Start by initializing some registers with our needed constants. This only needs to be done once.
V8.4S = { 0, -2, -4, -6 }
V9.4S = { -8, -10, -12, -14 }
V10.4S = {3, 3, 3, 3}
and then
LD1R V2.8H, [X0] // load 2 bytes, replicate across all elements
// note we only really care about half of them
USHL V0.4S, V2.4S, V8.4S
USHL V1.4S, V2.4S, V9.4S
AND V0.16B, V0.16B, V10.16B
AND V1.16B, V1.16B, V10.16B
Alternatively, to save a constant, you could also do
V8.4S = {0, -2, -4, -6}
V10.4S = {3, 3, 3, 3}
LD2R { V2.16B, V3.16B }, [X0]
USHL V0.4S, V2.4S, V8.4S
USHL V1.4S, V3.4S, V8.4S
AND V0.16B, V0.16B, V10.16B
AND V1.16B, V1.16B, V10.16B
where each of the two bytes is replicated across its own register.

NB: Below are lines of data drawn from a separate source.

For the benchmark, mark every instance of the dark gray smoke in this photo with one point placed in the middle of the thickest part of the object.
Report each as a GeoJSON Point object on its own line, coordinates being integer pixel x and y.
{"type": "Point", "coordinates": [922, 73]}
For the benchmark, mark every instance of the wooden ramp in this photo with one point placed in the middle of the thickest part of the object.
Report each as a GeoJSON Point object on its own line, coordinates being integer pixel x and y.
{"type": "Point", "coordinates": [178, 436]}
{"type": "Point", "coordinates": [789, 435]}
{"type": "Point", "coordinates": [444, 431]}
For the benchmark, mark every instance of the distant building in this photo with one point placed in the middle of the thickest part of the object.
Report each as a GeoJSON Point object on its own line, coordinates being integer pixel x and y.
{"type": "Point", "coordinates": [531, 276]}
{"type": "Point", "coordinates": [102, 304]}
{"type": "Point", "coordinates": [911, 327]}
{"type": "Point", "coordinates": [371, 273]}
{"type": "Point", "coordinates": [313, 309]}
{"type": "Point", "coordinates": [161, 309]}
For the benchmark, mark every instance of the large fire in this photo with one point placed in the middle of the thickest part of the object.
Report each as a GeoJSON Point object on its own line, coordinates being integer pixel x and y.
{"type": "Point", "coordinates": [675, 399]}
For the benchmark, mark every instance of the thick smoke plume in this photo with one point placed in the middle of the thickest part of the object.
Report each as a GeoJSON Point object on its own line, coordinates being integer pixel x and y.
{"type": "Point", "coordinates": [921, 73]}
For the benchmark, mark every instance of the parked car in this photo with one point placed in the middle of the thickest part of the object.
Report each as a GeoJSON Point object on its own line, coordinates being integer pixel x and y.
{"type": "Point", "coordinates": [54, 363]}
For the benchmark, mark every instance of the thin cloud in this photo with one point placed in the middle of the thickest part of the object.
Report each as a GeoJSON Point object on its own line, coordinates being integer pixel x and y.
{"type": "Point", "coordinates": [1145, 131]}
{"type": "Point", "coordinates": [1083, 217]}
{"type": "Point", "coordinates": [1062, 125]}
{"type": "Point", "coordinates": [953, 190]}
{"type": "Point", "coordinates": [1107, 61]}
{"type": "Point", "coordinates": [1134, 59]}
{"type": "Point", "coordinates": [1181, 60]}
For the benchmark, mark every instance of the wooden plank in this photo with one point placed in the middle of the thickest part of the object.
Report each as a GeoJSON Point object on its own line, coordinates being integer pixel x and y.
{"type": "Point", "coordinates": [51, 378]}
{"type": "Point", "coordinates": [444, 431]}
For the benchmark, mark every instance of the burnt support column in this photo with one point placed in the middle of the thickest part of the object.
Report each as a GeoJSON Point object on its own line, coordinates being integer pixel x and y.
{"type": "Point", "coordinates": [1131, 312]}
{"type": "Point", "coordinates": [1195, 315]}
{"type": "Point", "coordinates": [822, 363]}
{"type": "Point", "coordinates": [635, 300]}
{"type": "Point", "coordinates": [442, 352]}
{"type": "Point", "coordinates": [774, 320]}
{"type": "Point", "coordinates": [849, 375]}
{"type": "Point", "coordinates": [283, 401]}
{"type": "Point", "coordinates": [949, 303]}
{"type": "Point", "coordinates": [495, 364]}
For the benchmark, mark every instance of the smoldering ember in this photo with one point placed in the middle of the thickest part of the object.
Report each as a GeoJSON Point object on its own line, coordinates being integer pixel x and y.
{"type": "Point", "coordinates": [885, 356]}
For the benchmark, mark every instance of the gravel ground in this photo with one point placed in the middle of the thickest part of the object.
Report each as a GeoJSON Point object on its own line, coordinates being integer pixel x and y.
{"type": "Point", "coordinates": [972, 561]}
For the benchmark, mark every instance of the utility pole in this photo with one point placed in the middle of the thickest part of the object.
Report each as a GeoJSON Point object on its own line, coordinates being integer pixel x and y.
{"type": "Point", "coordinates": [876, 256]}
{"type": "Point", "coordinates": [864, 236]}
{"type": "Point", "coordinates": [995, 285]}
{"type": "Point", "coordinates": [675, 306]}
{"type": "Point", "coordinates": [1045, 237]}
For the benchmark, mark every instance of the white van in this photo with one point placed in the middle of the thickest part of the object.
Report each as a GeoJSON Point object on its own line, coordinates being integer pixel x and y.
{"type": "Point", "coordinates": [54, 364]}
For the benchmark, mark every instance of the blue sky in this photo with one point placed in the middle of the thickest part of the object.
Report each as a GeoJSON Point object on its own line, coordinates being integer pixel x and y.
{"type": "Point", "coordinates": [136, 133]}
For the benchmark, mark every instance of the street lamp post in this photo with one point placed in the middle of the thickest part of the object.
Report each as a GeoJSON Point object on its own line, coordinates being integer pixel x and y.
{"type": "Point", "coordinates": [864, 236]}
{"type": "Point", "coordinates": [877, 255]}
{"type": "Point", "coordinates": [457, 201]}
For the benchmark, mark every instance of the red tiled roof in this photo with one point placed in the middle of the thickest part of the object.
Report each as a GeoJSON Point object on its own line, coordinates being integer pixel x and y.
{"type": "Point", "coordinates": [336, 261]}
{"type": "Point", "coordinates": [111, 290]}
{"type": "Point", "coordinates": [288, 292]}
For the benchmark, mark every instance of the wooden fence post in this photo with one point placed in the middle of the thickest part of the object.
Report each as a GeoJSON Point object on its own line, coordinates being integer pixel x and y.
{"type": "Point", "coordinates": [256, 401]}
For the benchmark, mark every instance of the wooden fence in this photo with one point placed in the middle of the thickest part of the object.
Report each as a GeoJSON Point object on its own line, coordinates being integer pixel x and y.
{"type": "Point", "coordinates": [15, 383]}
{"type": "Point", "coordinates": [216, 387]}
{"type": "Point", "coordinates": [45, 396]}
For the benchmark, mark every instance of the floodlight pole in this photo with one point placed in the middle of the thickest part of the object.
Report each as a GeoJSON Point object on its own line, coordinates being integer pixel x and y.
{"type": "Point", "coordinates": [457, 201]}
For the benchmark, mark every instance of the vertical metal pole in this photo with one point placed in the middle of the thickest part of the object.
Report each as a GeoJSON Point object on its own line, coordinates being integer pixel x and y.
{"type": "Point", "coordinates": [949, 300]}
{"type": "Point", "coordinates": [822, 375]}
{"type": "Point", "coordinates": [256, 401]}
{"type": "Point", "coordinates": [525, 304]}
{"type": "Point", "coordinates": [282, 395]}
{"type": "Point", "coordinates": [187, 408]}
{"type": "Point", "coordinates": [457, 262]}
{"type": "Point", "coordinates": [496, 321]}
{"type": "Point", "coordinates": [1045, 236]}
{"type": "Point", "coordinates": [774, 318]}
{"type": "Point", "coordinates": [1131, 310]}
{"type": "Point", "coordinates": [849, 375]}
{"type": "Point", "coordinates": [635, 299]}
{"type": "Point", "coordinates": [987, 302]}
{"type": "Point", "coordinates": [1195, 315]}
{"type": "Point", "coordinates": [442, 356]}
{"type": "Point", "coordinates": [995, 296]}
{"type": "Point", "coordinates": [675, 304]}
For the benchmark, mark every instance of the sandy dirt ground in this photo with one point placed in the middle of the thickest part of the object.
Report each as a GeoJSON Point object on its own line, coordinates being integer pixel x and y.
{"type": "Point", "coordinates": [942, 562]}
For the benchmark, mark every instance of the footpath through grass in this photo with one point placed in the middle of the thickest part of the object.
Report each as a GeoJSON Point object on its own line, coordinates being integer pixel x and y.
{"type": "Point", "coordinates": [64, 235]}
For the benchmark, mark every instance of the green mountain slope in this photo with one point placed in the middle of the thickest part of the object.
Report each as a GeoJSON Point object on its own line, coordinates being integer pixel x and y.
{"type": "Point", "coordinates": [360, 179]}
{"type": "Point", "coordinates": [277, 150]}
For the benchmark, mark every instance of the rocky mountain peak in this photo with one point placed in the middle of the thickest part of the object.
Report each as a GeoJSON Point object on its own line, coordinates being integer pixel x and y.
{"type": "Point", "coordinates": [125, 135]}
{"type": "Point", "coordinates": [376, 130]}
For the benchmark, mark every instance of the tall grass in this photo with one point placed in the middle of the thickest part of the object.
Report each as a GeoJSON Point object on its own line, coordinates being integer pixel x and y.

You can load four bytes at a time by starting with LD1R V2.4S, [X0]
(and then four different shift count vectors) or LD4R { V2.16B, ..., V5.16B }, [X0]
following the second approach. You can even load 16 bytes at a time with LD4R { V2.4S, ..., V5.4S }, [X0]
and then repeat the first version four times.